Women in hunting is a hot topic. For the last several years, more women have started taking up arms and more journalists have started documenting it. You’ll see lots of statistics noting the jump in women hunters – and for good reason.
It’s a big jump.You’ll read about 25%s and 50%s and hundreds of thousands more women. It’s a very interesting time to be a female hunter. While the majority of hunters are still male, women now make up about 11% of hunters nationwide – that’s up from 9% in 2006 according to National Geographic. So women who join the hunt now can still be considered early adopters. They are also target shooting by about 50% more.
But why has this change, albeit slow, occurred? There is much speculation and perhaps some truth to it all. National geographic postulates that women hunters, concerned with what goes onto their tables, and since gender roles have started to shift and stigma has lessened allowing women to try what has been considered a male dominated sport, are able to be in more control of what goes onto it than ever before. By hunting their own game, women are able to cut out factory farmed animals from theirs and their family’s diet, thus providing healthier food options.
Former Miss Kansas and Miss America contestant Theresa Vail discusses the idea that with the evolution of gender roles, more opportunities are open to women.
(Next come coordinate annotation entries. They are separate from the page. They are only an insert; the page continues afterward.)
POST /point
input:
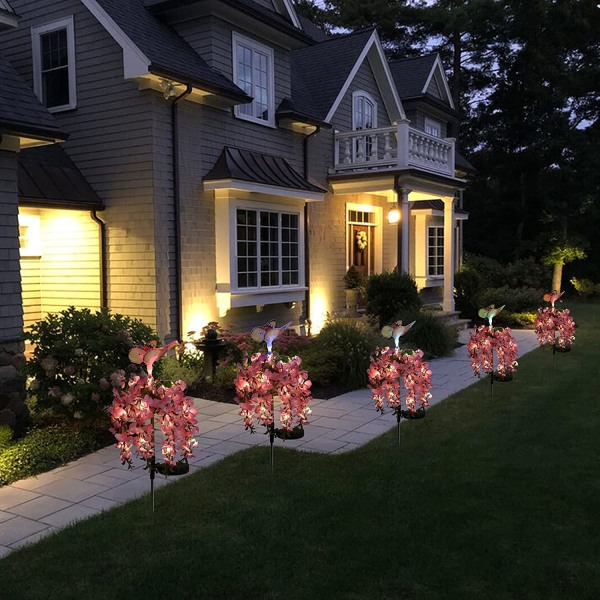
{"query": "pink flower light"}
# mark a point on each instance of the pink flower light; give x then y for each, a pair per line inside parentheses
(389, 368)
(482, 344)
(260, 379)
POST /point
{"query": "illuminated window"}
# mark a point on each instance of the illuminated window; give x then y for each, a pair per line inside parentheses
(54, 64)
(435, 251)
(253, 72)
(268, 248)
(29, 235)
(433, 127)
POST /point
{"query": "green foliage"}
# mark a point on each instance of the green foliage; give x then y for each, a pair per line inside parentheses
(389, 293)
(429, 333)
(42, 450)
(6, 435)
(347, 345)
(517, 320)
(585, 287)
(563, 252)
(352, 278)
(78, 356)
(468, 285)
(187, 367)
(521, 299)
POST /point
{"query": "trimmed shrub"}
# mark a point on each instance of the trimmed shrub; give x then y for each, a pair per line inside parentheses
(429, 333)
(188, 367)
(468, 285)
(517, 320)
(390, 293)
(526, 272)
(518, 300)
(78, 357)
(42, 450)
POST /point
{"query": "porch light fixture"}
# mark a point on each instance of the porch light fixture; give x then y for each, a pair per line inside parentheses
(393, 216)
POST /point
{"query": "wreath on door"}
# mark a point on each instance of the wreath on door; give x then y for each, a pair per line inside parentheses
(361, 240)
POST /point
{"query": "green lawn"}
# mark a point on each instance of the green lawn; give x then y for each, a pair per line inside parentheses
(488, 498)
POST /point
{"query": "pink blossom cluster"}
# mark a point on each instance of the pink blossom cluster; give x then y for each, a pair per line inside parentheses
(482, 344)
(262, 378)
(555, 327)
(142, 404)
(390, 366)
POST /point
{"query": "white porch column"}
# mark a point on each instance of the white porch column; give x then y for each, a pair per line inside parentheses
(448, 301)
(404, 223)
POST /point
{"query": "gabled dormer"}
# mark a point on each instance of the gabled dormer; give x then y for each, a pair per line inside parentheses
(423, 88)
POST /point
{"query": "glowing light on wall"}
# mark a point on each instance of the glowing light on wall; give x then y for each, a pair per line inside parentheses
(319, 303)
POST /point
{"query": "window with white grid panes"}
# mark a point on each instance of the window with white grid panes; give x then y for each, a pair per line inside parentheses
(435, 251)
(54, 64)
(253, 73)
(268, 250)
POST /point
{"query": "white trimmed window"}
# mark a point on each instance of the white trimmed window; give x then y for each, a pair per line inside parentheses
(433, 127)
(253, 73)
(435, 251)
(54, 64)
(268, 249)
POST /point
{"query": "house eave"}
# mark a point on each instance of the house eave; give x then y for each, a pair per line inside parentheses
(240, 185)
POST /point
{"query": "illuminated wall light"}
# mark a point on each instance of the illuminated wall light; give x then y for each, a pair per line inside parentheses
(393, 216)
(319, 303)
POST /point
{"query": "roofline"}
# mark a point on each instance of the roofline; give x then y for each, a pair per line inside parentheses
(18, 128)
(302, 117)
(373, 39)
(411, 171)
(182, 78)
(50, 203)
(438, 64)
(429, 99)
(289, 29)
(137, 64)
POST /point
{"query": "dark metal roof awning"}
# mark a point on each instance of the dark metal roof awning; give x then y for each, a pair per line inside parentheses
(48, 177)
(435, 205)
(235, 165)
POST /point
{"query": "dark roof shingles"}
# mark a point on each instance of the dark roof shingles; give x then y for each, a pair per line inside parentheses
(166, 50)
(410, 74)
(20, 109)
(320, 71)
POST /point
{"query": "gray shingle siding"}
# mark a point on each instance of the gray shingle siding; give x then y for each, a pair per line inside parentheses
(11, 306)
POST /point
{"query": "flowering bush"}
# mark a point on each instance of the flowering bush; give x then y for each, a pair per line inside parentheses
(78, 357)
(482, 344)
(143, 403)
(263, 377)
(555, 327)
(388, 368)
(242, 344)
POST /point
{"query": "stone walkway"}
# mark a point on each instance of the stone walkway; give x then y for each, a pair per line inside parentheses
(34, 507)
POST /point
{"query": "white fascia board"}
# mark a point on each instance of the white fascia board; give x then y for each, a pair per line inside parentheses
(135, 62)
(292, 13)
(262, 188)
(373, 40)
(437, 66)
(387, 87)
(8, 19)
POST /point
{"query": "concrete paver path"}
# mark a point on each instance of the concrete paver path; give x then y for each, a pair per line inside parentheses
(34, 507)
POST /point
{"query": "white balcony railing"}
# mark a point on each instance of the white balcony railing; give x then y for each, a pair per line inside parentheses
(396, 146)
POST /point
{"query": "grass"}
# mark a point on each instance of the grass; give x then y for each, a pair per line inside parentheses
(488, 498)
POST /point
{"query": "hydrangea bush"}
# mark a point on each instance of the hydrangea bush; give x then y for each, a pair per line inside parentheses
(79, 356)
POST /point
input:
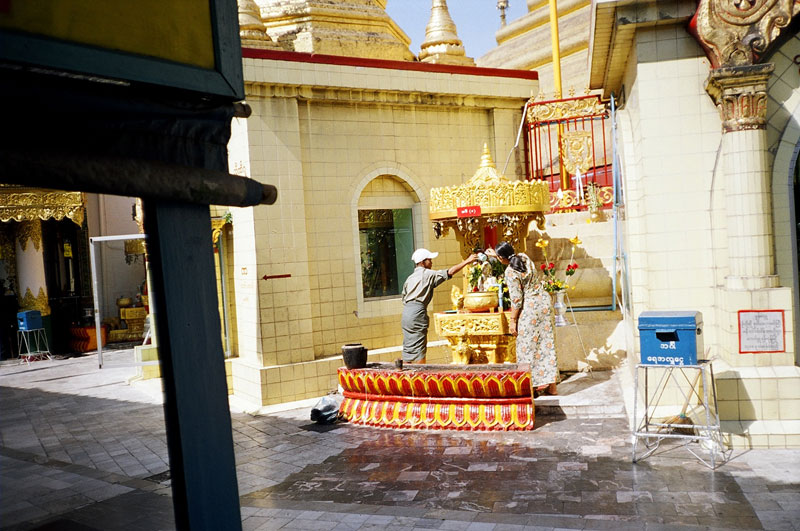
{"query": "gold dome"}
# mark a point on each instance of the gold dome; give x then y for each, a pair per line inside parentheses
(490, 191)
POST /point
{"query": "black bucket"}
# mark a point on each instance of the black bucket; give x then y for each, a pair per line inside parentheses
(354, 355)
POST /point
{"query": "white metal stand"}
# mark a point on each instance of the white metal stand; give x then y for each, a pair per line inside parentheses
(577, 330)
(651, 431)
(34, 343)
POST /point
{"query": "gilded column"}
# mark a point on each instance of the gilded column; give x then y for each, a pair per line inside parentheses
(740, 93)
(30, 267)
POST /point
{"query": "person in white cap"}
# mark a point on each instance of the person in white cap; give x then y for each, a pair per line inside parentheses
(417, 294)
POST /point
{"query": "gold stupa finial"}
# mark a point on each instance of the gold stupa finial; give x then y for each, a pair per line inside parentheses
(486, 174)
(486, 158)
(442, 44)
(252, 31)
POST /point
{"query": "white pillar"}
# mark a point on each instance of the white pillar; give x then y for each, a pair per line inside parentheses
(741, 96)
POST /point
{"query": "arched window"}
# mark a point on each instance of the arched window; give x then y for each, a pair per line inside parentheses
(386, 209)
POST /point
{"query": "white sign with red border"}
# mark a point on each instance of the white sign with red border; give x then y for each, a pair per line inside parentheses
(761, 331)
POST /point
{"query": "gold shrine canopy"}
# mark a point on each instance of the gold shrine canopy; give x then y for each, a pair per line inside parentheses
(18, 203)
(489, 200)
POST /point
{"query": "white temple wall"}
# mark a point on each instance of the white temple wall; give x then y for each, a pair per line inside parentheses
(672, 132)
(322, 134)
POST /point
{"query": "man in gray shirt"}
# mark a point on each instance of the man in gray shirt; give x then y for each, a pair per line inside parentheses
(417, 294)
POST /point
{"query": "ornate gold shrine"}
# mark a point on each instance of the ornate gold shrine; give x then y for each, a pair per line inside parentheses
(477, 337)
(19, 203)
(510, 206)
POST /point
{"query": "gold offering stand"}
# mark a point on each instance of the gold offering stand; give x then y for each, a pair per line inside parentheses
(487, 200)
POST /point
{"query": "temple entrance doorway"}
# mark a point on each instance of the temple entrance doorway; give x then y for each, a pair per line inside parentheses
(67, 276)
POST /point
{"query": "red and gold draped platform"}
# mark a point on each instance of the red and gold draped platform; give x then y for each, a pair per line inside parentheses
(439, 397)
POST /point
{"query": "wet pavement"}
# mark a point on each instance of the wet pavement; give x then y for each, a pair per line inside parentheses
(80, 449)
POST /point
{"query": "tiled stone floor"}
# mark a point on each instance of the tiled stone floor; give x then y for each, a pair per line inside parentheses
(82, 450)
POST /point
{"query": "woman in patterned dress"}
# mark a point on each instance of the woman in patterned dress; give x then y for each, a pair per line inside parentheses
(531, 318)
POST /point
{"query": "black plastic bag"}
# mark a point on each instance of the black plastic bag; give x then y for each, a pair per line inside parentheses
(326, 411)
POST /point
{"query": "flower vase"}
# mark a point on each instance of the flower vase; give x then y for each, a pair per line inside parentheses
(560, 308)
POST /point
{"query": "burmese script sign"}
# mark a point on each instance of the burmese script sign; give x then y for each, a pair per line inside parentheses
(468, 212)
(761, 331)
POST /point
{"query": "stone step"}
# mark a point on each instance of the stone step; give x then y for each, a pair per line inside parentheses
(594, 394)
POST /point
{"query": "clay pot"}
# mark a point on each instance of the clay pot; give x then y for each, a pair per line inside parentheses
(354, 356)
(480, 301)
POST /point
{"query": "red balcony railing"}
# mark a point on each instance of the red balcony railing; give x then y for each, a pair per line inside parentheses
(569, 145)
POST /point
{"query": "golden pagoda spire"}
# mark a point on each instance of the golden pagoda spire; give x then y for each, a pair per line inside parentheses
(252, 30)
(442, 44)
(486, 174)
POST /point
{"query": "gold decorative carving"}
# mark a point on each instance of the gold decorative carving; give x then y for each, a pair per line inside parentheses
(216, 228)
(477, 337)
(547, 111)
(738, 32)
(510, 206)
(576, 147)
(39, 302)
(135, 247)
(8, 254)
(569, 198)
(491, 191)
(28, 204)
(740, 94)
(30, 230)
(252, 31)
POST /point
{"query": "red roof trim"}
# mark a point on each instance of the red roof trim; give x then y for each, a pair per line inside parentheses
(280, 55)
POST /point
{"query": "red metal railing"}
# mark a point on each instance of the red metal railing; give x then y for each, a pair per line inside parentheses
(567, 138)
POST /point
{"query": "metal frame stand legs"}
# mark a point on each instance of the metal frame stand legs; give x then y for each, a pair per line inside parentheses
(649, 431)
(34, 343)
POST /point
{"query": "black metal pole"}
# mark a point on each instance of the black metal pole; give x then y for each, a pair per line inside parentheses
(184, 303)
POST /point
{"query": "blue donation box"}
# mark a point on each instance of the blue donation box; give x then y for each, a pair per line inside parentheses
(670, 338)
(29, 320)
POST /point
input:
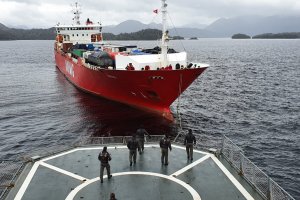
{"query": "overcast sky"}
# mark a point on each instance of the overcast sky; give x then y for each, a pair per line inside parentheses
(46, 13)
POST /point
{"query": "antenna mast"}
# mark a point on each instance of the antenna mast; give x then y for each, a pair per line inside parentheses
(165, 37)
(76, 11)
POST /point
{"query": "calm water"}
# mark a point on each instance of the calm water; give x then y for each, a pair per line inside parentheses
(251, 93)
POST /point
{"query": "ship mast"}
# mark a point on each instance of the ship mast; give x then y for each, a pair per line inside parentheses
(165, 37)
(76, 11)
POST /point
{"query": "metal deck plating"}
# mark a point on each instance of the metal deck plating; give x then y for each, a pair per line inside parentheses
(74, 174)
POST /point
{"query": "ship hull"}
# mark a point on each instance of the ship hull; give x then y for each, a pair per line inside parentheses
(152, 90)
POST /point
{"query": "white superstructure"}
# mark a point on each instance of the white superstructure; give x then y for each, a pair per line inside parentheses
(79, 33)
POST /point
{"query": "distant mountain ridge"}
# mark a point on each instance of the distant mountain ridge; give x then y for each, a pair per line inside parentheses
(250, 25)
(253, 25)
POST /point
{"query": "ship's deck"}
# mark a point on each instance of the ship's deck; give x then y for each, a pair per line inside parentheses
(74, 174)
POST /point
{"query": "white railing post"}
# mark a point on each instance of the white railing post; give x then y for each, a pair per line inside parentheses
(241, 163)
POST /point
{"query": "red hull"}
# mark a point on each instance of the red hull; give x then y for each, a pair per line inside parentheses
(153, 90)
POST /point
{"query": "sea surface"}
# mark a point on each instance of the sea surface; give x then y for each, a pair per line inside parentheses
(251, 93)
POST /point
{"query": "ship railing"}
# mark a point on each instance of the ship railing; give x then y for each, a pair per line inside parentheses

They take these opportunities, as with hunting, succeed at it, and stick with it.
Supply and demand, whether the above reasons are responsible for the increased interest in hunting by women, is there. So much so that states and schools are hosting workshops for female hunters, and companies are creating apparel and hunting gear specifically tailored to the female form.
Whatever the reasons are, female hunters are on the rise and there doesn’t seem to be an end in sight. Check your state’s hunting websites for hunting workshops geared toward female hunters.